THURSDAY, March 20, 2014 (HealthDay News) -- Levels of α-synuclein in cerebrospinal fluid (CSF) might predict cognitive decline in patients with Parkinson's disease, according to research published online March 13 in the The American Journal of Pathology.

Tessandra Stewart, Ph.D., of the University of Washington in Seattle, and colleagues examined data from more than 300 unmedicated patients who were participating in a randomized trial for the treatment of Parkinson's disease.
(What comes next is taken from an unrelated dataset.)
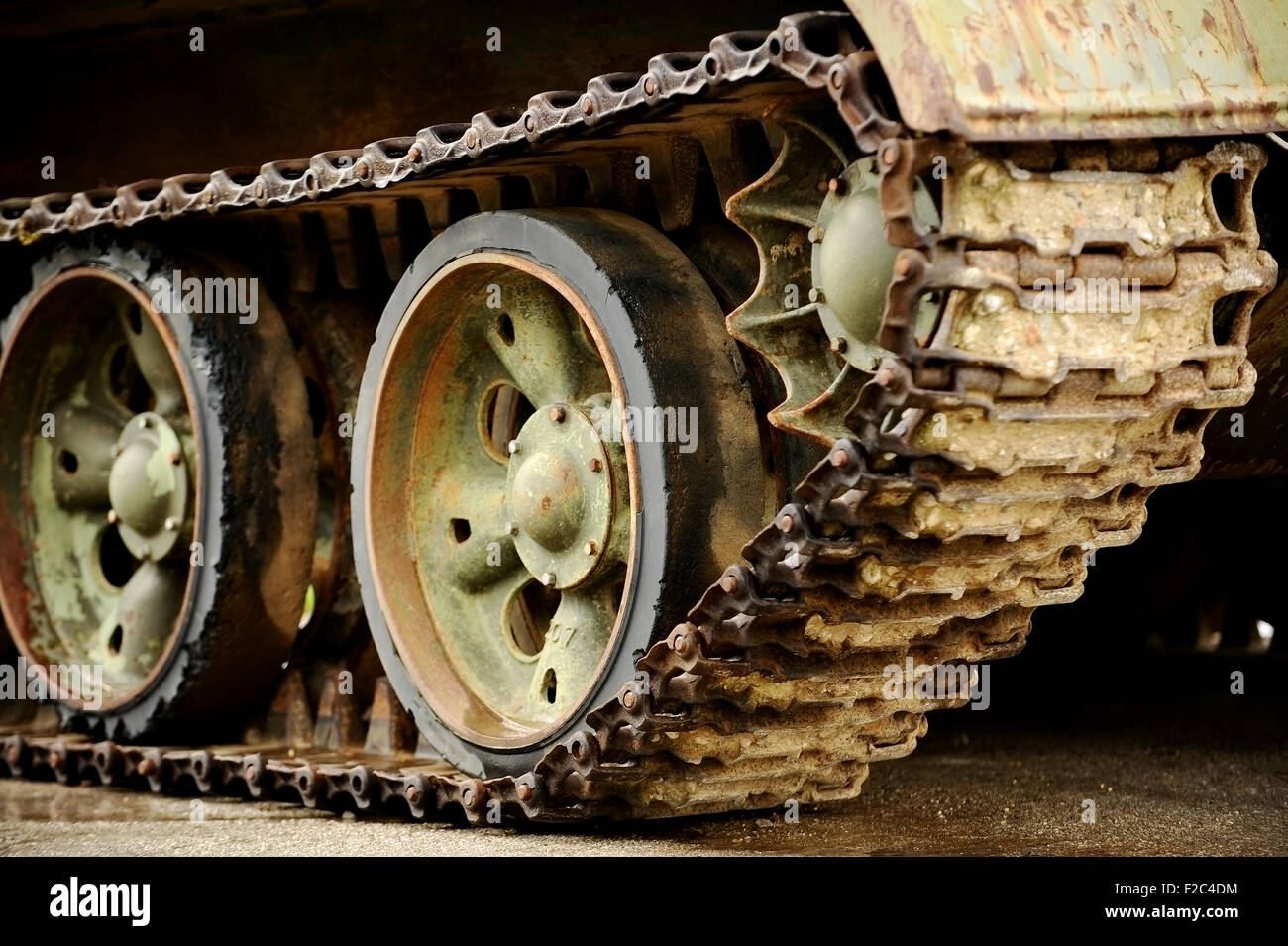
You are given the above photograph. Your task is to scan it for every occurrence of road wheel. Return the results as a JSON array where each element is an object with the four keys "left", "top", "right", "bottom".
[
  {"left": 352, "top": 210, "right": 774, "bottom": 775},
  {"left": 0, "top": 242, "right": 317, "bottom": 740}
]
The authors sought to assess the association between levels of α-synuclein, a CSF biomarker for Parkinson's disease, and motor or cognitive function.

The researchers found that, despite decreasing levels of α-synuclein with levodopa therapy, α-synuclein levels did not correlate with motor symptoms. Longitudinal tracking showed that lower levels of α-synuclein predicted increased preservation of cognitive function by several measures, including Selective Reminding Test total recall α-synuclein x time interaction effect coefficient, −0.12 (P = 0.037); delayed recall, −0.05 (P = 0.002); and New Dot Test, −0.03 (P = 0.002).

"Thus, α-synuclein, although not clinically useful for motor progression, might predict cognitive decline, and future longitudinal studies should include this outcome for further validation," the authors write.